A 3-Hour Tutorial at ACM Multimedia 2011 for beginners in audio processing, multimedia students and researchers on intermediate level.
By Gerald Friedland
International Computer Science Institute, USA
fractor@icsi.berkeley.edu
http://www.icsi.berkeley.edu/~fractor
Motivation
Today's computers start to have enough computational power and enough memory to be able to process a large amount of data in different sensory modalities. This allows to improve the robustness of current content analysis approaches and attack problems that are impossible to solve using only a single modality. Just as a human analyst uses multiple sources of information to determine the content of a video, it seems obvious that for video content analysis, the investigation of clues across different sensor modalities and their combination can lead to better results than investigating only one stream of sensor input. This is especially true for the analysis of consumer-produced, “unconstrained” videos, such as YouTube uploads or Flickr content.
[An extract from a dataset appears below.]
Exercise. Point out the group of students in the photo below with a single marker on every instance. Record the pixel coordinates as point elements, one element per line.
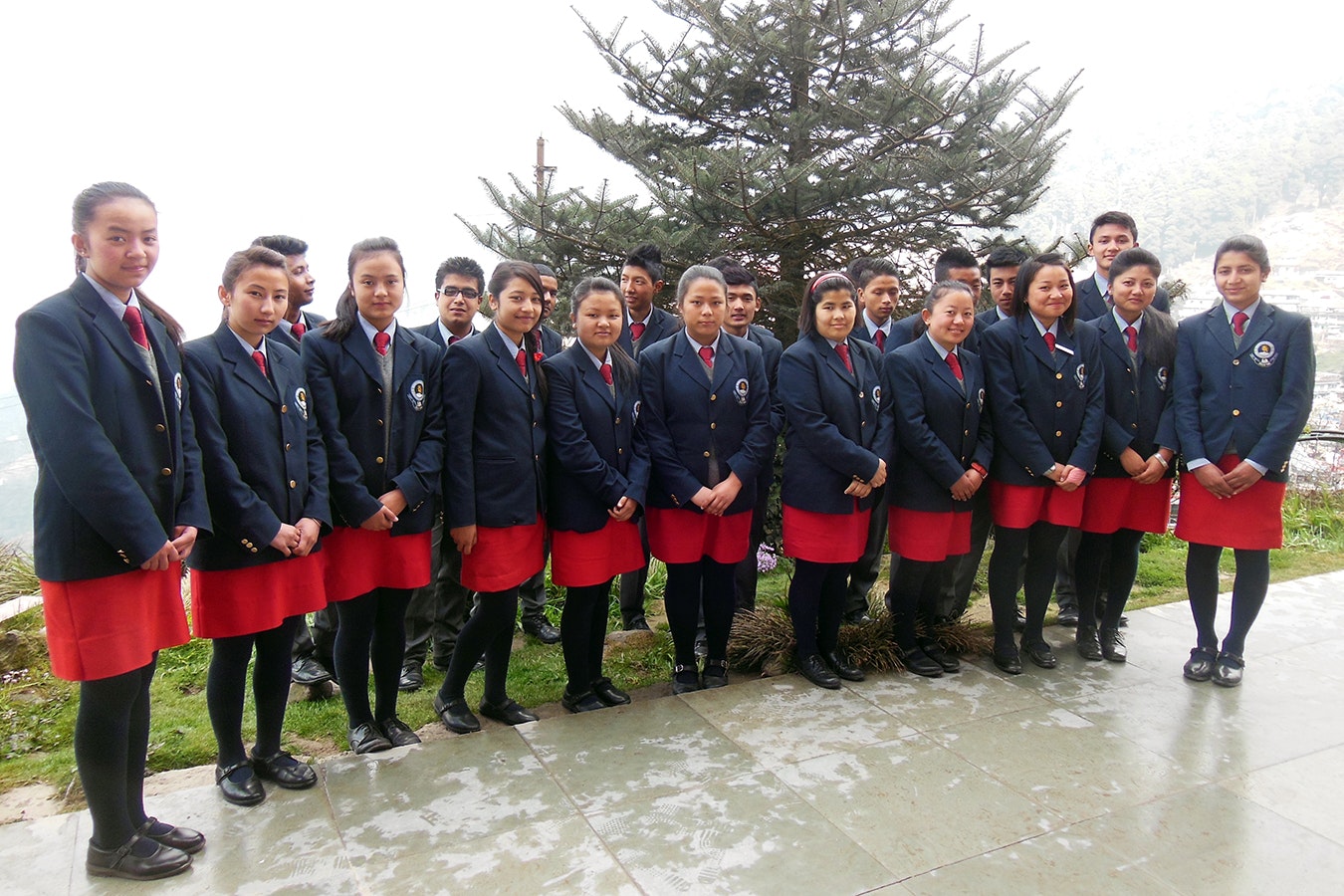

Many computer science curricula usually include basic image processing and computer vision classes but only rarely acoustic content analysis classes, and if so, acoustic analysis is often reduced to speech recognition. This results in multimedia content analysis in being mostly image and vision-centric. While visual information is a very important part of a video, acoustic information often complements it. Moreover, with multimodal integration and fusion being still a research topic, many multimedia researchers lack in-depth knowledge on how to combine and integrate modalities in an efficient and effective way.
Objectives
The objective of the tutorial is to introduce interested multimedia students and researchers who are not specialized in audio into the world of acoustic processing research with a focus on multimodal content analysis. For example, what is the accuracy of speech recognition after all and what open source options are there? Can I do indoor/outdoor detection with audio? How does an acoustic event detector work? What are the toolkits available for me to use? The goal is to enable the participants to include acoustic processing into their research as an addition to image, text, and visual video processing to enhance their multimedia content analysis results, especially on large scale video corpora. Because a 3-hour tutorial can neither replace a several semester lecture on the topic nor a degree in electrical engineering, the major purpose of this tutorial is to introduce basic concepts and technical terms, along with practical software toolkits and references to key literature. I hope to foster a high degree of cross-media fertilization that will benefit the multimedia community.
Outline
The following is a list of topics that the tutorial will cover:
- Useful and common filters
- Features for audio analysis
- Typical machine learning methods used for acoustic processing
- Evaluation methods of acoustic processing
- Example tasks of acoustic analysis
- Toolkits for acoustic analysis
- Multimodal integration
- Multimodal fusion
- Experimental setup for conducting multimodal experiments
- Acoustic and multimodal research challenges
- Discussion
Materials
The materials will be based on a class taught on the same topic at UC Berkeley in the fall semester 2011. The participants will be handed the slides of the presentations. In addition, the attendees of the tutorial will have early access to the textbook materials “Introduction to Multimedia Computing” by G. Friedland and R. Jain which is going to appear at Cambridge University Press soon after the tutorial. The textbook complements the tutorial not only with additional explanation but also with pseudo code (for reference purposes) and exercises (for deepening the presented material).
About the Presenter
Dr. Gerald Friedland is a senior research scientist at the International Computer Science Institute (ICSI), a private lab affiliated with the University of California, Berkeley, where he leads multimedia content analysis research, mostly focusing on acoustic techniques. Projects he is involved include work on acoustic methods for TRECVid MED 2011’s video concept detection task, multimodal location estimation for consumer videos, and multimodal grounded perception for robots. Dr. Friedland has published more than 100 peer-reviewed articles in conferences, journals, and books. He is associate editor for ACM Transactions on Multimedia Computing, Communications, and Applications, is in the organization committee of ACM Multimedia 2011, and a TPC co-chair of IEEE ICME 2012. Dr. Friedland is the recipient of several research and industry recognitions, among them the European Academic Software Award and the Multimedia Entrepreneur Award by the German Federal Department of Economics. Most recently, he led the team that won the ACM Multimedia Grand Challenge in 2009.
Despite being mainly a researcher, Dr. Friedland is a passionate teacher. He teaches a class on the same topic on the fall semester at UC Berkeley and he is currently authoring a new textbook “Introduction to Multimedia Computing” together with Dr. Ramesh Jain, to appear at Cambridge University Press. He is also a proud founder, program director, and instructor of the IEEE International Summer School on Semantic Computing at UC Berkeley which fosters crossdisciplinary computer science research on content extraction.